D-2 Hearings — Echoed over and over again at the Aug. 8 D-2 hearings in Bethel was the insistence upon the right of the local people to have some voice in the management of their lands and to be allowed to continue a lifestyle that has existed for thousands of years: subsistence. Formally known as the House Interior Subcommittee on General Oversight and Alaska Lands, the visiting team of seven, chaired by Sen. John Seiberling, D-Ohio, said they came to “listen and to learn.” What the subcommittee learned and heard was not something they were to hear much of in the urban areas of the state where other hearings were held. Many members of the committee agreed they did not understand the subsistence issue and that it clearly was not understood in Washington, D.C.

Ad Hoc School Group Forms — Melvin Underwood has announced the names of the officers of the Committee for Better Schools, a group of concerned citizens that is currently taking action on several school issues. At a meeting last Friday night, the group named as President, Melvin Underwood, Vice-president, Bertha Underwood, Secretary, Eileen Anaver; and Treasurer, Sarge Connick. The group has retained Mike Bell as legal counsel. The Committee for Better Schools is currently circulating a petition which calls for the termination of B.A. Weinberg, district superintendent, whose contract for the current year is on the agenda for the Aug. 19 LKSD Board meeting. In other action, the committee has contracted Senator Hohman and the Dept. of Public Works regarding delays in construction of the Kipnuk school and the crucial need for repairs to the heating system of Kilbuck School. The scheduled repairs will apparently not be made this summer, leaving students on one side of the hall in classrooms at 60 degree temperatures while other classrooms reach 90 degrees.

Judge Recommends Marine Mammal Control Be Returned to State — An administrative law judge has recommend that the management of polar bears, walruses, sea otters and six other marine mammal species be returned to the State of Alaska. Under Judge Malcolm Littlefield’s June 30 recommendation, a moratorium imposed in 1972 on taking and importing these animals, except for scientific research, public display, and Native subsistence should be waiver, and management of their population should again become the state’s responsibility. Notice of the recommended decision was published in the Federal Register on July 20. The decision is now being reviewed by the two directors of the federal agencies with marine mammal jurisdiction. Interior’s U.S. Fish and Wildlife Service and the Commerce Department’s National Marine Fisheries Service and the Commerce Department’s National Marine Fisheries Service. Each of the two agency heads will then announce his own decision. The Fish and Wildlife Service had jurisdiction over polar bears, walruses and sea otters, and the National Marine Fisheries Service had responsibility for beluga whales, ringed seals, bearded seals, harbor seals, northern sea lions, ribbon seals and largha seals.
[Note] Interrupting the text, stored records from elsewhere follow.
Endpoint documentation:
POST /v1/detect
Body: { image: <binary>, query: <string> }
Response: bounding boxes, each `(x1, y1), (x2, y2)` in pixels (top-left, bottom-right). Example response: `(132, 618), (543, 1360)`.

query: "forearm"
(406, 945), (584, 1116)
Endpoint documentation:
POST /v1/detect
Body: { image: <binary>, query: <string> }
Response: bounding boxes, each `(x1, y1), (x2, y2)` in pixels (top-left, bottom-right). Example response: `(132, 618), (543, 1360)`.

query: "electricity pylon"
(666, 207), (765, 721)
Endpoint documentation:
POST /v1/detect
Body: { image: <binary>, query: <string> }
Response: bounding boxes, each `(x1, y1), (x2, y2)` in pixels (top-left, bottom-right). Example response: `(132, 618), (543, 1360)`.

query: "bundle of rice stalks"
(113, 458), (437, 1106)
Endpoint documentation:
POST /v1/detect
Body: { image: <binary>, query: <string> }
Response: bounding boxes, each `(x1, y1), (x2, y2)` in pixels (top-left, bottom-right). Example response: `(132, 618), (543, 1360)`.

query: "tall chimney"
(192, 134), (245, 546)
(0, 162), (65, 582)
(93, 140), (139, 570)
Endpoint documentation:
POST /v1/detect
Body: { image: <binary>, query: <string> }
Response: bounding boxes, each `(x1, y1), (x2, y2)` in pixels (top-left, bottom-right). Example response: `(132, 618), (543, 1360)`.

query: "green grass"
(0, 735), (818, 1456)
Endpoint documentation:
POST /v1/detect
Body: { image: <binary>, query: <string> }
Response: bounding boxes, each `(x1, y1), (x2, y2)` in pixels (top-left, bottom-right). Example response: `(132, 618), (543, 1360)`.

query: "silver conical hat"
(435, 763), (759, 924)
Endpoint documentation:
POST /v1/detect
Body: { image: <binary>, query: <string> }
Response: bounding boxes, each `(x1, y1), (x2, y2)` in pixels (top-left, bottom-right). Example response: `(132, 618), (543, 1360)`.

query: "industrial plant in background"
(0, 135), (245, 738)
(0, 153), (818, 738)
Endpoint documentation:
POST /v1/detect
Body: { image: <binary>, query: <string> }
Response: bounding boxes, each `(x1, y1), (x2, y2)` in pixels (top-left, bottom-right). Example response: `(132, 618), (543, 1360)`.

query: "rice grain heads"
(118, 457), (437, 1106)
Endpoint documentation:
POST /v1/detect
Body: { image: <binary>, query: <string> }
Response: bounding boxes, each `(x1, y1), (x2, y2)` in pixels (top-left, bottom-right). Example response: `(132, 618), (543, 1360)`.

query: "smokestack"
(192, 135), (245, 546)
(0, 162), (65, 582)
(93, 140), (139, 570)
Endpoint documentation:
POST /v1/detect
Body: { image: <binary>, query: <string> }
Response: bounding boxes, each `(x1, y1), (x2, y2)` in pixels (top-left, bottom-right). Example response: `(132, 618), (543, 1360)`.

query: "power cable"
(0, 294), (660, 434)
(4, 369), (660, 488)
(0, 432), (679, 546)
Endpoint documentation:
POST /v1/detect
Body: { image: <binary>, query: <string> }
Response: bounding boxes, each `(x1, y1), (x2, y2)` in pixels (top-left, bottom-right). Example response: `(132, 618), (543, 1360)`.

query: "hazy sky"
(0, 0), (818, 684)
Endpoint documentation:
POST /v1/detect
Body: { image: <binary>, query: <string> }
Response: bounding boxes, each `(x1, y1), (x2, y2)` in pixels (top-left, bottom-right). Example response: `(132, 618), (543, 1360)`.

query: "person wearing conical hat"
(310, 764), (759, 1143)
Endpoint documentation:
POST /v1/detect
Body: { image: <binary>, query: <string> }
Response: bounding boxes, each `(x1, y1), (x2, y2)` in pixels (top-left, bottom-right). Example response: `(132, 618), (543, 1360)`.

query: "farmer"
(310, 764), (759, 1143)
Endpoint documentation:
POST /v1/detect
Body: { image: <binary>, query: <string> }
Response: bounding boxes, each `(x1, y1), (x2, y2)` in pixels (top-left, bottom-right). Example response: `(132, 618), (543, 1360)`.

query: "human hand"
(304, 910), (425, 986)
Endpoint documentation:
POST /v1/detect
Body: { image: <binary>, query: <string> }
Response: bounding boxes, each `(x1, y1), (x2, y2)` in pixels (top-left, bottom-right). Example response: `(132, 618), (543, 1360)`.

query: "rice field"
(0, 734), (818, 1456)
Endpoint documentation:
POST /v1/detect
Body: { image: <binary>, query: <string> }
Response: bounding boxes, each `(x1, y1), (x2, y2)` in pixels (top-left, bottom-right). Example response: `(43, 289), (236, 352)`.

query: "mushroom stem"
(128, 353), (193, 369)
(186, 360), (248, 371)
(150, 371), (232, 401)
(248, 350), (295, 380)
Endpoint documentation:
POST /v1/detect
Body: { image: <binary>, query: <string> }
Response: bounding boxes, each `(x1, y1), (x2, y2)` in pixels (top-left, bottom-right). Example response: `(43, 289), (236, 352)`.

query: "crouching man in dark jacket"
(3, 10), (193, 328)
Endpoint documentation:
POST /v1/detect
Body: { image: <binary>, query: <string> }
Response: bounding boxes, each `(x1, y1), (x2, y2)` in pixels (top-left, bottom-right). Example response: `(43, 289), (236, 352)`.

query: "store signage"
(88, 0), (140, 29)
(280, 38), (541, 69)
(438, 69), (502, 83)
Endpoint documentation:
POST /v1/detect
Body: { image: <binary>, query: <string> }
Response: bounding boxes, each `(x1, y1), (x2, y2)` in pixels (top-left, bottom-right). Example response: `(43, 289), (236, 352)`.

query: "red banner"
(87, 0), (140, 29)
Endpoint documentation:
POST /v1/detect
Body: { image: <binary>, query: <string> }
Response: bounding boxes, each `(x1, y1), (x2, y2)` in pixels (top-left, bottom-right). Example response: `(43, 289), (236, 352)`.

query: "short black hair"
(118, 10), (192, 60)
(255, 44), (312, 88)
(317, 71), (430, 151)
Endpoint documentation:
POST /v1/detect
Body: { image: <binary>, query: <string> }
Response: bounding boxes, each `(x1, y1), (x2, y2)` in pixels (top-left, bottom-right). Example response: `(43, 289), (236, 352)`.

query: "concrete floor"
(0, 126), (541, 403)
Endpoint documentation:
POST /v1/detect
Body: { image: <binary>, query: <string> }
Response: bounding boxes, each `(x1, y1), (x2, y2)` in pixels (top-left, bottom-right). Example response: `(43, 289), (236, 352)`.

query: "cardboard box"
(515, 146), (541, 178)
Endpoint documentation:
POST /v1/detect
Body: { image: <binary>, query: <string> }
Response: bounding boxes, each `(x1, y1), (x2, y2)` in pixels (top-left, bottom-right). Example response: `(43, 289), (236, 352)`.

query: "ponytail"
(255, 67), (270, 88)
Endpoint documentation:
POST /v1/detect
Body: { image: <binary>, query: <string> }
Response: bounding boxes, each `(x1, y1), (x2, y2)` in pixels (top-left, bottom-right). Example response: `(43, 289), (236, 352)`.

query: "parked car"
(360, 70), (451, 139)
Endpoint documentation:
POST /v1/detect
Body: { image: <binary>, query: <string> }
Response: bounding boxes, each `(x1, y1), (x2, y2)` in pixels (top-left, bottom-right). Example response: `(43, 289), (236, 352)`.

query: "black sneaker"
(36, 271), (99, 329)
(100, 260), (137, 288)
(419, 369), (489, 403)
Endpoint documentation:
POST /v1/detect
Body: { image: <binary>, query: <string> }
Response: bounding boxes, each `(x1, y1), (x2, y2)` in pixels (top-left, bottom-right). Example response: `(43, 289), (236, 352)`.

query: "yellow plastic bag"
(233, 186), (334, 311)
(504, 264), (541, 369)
The River: The Way It Was —The Quickstep,”a stern wheeler, came from Nome after the gold rush there was concluded. There was some thought at first about keeping it in Nome and making a hotel out of it before it was brought to the Kuskokwim by the Kuskokwim Commercial Co. En route from Nome it burned out one of the boilers and barely staggered up to Bethel. It was refurbished with a new boiler and ran between Bethel and McGrath carrying freight. The Quickstep drew about 2.5 feet of water and burned wood. People along the river were contracted during the winter to cut wood in preparation for the summer shipping. Having been brought to the region about 1910 it was sold in 1926 to the Alaska Navigation Company. The Bender Brothers was a ship registered for 240 tons that ran between Seattle and the Kuskokwim River. Although it carried supplies north for settlements on the river, its mission was to serve the shipping needs of a salting station at Apokak, on the south bank just below Eek Island. King salmon were salted and shipped down to the states. Apokak remained in operation until a very high tide washed the salting station away. They never rebuilt it.